Wie viele, die sich als Kaufleute zum Beispiel auszeichneten, gingen mit dem Wahn durchs Leben, sie hätten sich als Künstler unsterblichen Ruhm erwerben können. Thomas Gray, der vielbeneidete englische Dichter, wäre am liebsten Soldat gewesen; General Wolfe, der Eroberer Quebecks, meinte, es wäre ihm leichter gefallen, Grays „Elegie“ zu dichten, als Quebeck zu nehmen.
Ein ausgezeichneter Advokat wurde zu einem mehr denn mittelmäßigen Richter. Jeder, der ihn kannte, hielt ihn für den geborenen Anwalt, doch ihm genügte das nicht, er dachte es sich weit schöner, im Richterkollegium zu sitzen. Er erreichte das Ziel seiner Wünsche, aber er verlor stark an Boden, obwohl er keine Mühe scheute. Ihm fehlte es an ruhiger Überlegung, an unbeirrbarem Rechtssinn, an der sachlichen Kritik, die zu diesem Amt nötig sind. Seine Urteilssprüche trafen meist das Unrichtige. Als Advokat hätte er große Aussichten gehabt, als Richter hat er sie weggeworfen.

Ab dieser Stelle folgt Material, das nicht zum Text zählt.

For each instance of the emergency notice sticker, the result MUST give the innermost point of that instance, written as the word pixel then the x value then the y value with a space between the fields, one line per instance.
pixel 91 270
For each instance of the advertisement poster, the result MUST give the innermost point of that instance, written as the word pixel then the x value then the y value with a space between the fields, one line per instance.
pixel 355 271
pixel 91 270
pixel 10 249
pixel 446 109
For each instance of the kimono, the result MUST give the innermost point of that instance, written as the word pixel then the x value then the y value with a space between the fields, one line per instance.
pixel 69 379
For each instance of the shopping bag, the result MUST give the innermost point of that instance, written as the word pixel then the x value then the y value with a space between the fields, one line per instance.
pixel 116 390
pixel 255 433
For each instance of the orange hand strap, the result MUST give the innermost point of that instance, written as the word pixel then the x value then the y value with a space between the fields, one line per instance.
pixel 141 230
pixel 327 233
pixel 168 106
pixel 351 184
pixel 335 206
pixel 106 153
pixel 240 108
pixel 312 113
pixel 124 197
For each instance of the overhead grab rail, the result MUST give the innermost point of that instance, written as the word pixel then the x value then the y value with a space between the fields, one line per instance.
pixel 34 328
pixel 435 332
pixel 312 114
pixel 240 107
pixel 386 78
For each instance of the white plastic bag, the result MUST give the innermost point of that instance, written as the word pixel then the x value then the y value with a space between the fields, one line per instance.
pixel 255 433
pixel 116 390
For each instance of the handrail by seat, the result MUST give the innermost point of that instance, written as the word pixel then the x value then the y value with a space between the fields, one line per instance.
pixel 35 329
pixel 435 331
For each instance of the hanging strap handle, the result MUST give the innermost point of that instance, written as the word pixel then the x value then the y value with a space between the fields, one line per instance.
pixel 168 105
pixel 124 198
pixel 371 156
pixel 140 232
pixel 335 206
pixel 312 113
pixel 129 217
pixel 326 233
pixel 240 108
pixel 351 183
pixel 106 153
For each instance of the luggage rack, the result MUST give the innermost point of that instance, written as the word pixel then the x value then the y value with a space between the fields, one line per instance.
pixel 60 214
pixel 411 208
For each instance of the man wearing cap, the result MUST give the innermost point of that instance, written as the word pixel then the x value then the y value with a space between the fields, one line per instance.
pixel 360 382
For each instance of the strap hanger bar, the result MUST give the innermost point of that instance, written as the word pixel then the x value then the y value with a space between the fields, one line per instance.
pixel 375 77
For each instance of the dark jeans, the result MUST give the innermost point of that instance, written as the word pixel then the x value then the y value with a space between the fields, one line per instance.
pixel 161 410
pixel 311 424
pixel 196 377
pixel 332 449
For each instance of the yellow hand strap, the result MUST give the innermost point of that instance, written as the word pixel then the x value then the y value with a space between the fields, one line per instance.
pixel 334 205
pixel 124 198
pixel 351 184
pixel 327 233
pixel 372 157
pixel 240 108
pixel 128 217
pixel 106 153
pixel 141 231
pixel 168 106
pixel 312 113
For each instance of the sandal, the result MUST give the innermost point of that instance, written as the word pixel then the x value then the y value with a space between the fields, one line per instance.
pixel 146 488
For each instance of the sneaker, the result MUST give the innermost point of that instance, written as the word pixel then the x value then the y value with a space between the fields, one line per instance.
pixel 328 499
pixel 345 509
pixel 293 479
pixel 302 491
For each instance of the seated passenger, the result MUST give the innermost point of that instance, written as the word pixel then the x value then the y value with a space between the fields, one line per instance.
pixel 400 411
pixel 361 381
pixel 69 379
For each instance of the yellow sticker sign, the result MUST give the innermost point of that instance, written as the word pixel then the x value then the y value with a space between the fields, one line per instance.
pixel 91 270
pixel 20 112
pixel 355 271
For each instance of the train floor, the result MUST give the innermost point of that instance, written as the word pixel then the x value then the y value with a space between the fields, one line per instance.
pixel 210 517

Kürzlich hörte ich einen Vater die Berufsfrage mit seinem Sohn besprechen und diesem den Rat erteilen, das Handelsfach zu wählen, weil man darin voraussichtlich das meiste Geld verdienen könne. Der Sohn indessen hatte eine ausgesprochen schriftstellerische Begabung, seine ganze geistige Anlage wies in diese Richtung. Doch der Vater hielt ihm immer wieder die relativ armselige materielle Lage der Schriftsteller vor, setzte ihm auseinander, dass ein guter Kaufmann in einem einzigen Jahr mehr verdiene, als ein Durchschnittsautor in seinem ganzen Leben. Dann appellierte er an die Genusssucht, an den Hang zum Wohlleben beim Sohn, ohne auch nur daran zu denken, dass es seine Pflicht wäre, dem Keim, den der Schöpfer in ihn gelegt hatte, zu seinem Recht, seiner Entwicklung zu verhelfen.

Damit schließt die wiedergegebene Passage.